(CNSNews.com) - If your doorbell rings on Saturday, it may be one of the same Obama supporters who went door-to-door before the election, urging you to vote the first-term senator into the presidency.
This time, "Organizing for America" canvassers maycome to your house, urging you to support President Obama's proposed $3.6 trillion budget plan. Organizing for America is a project of the Democratic National Committee.
The grassroots, volunteer network will "let their friends and neighbors know about the President's plan to invest in America's future, improve health care and education, create green jobs, reduce our dependence on foreign oil and cut the deficit in half over the next four years.”
Mitch Stewart, director of Organizing for America, says Americans are suffering and they need the government to improve their lives: "The President has a bold plan to invest in America's future and get our economy moving again, and now he needs our help to turn his budget into law. That's why it's so important for Americans on Saturday to go door-to-door and talk to their neighbors about the President's plan and ask them for their support.”
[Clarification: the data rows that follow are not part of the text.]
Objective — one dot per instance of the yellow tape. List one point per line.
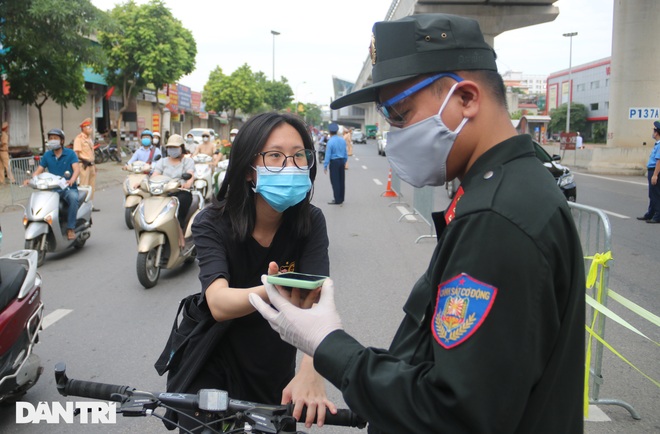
(614, 317)
(596, 260)
(653, 319)
(609, 347)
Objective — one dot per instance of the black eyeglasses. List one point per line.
(388, 108)
(275, 161)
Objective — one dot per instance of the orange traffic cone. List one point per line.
(389, 192)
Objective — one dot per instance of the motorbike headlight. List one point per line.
(565, 180)
(129, 187)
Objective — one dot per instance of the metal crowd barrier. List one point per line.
(20, 168)
(595, 234)
(423, 207)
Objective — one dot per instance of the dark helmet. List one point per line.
(56, 132)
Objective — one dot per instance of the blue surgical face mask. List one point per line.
(53, 145)
(418, 153)
(284, 189)
(173, 152)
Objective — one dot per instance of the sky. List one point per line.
(321, 39)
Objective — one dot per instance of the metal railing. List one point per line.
(595, 234)
(19, 168)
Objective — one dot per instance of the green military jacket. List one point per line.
(493, 335)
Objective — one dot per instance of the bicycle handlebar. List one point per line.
(138, 401)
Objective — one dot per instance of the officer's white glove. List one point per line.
(302, 328)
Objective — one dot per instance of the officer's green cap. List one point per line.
(421, 44)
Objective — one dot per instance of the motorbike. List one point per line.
(203, 175)
(221, 413)
(45, 216)
(21, 317)
(157, 228)
(219, 175)
(133, 194)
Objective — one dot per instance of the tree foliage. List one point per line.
(578, 121)
(239, 91)
(46, 45)
(145, 45)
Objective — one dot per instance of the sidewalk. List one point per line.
(108, 174)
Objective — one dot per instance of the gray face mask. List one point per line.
(418, 153)
(53, 145)
(173, 152)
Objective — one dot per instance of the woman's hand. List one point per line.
(308, 388)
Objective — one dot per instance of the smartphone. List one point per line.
(297, 280)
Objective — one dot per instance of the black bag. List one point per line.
(191, 342)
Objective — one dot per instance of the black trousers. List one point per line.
(654, 198)
(337, 178)
(185, 200)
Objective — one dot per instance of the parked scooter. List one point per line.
(133, 194)
(203, 175)
(45, 216)
(21, 315)
(157, 228)
(219, 175)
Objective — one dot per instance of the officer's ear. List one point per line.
(470, 95)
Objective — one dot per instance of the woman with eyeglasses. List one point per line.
(262, 222)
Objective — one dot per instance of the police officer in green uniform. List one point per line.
(493, 335)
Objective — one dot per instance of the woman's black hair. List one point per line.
(236, 196)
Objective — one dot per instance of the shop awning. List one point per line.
(93, 77)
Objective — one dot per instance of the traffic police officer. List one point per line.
(493, 334)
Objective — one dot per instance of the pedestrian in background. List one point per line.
(652, 214)
(578, 141)
(336, 158)
(492, 340)
(4, 154)
(349, 141)
(83, 146)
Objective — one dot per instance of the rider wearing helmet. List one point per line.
(156, 140)
(147, 152)
(59, 160)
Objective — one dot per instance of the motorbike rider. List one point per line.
(147, 152)
(156, 140)
(174, 166)
(59, 160)
(190, 144)
(206, 147)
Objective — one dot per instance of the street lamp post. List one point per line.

Stewart says Obama "has made great strides in turning the economy around with passage of his jobs and economic recovery package.” The economy has not turned around, however. Even President Obama and Democrats say it will “take time.”
Stewart said the grassroots effort on Saturday is part of a drive "to put our elected officials in Washington on notice that Americans expect that the change President Obama campaigned for becomes reality."
Republicans say President Obama's budget spends too much, taxes too much, and borrows too much from future generations.
“The cost of this new spending will be placed squarely on the backs of small businesses, family farmers, and every American energy consumer,” Rep. Mike Pence (R-Ind.) says on his Web site.
Republicans are particularly concerned about a Democratic proposal to raise billions of dollars through a new tax on energy – the so-called cap-and-trade program that would create a tax on carbon emissions, where no tax currently exists.
On Thursday, Sen. Kent Conrad, a North Dakota Democrat, projected that the federal deficit will be about $1.6 trillion greater over the next ten years than the $7 trillion deficit forecast in Obama’s budget plan.
Rep. Paul Ryan (R-WIs.), the ranking Republican on the House Budget Committee, said the Democrats’ budget puts government, not “Main Street” in the driver’s seat. “That’s what they do in Europe, and it doesn’t work very well,” Ryan said in a recent appearance on Fox News Sunday.
Ryan advocates tax cuts to spur the economy, a "sound-money" policy that targets inflation, temporary government intervention to fix the financial sector, and control of entitlements.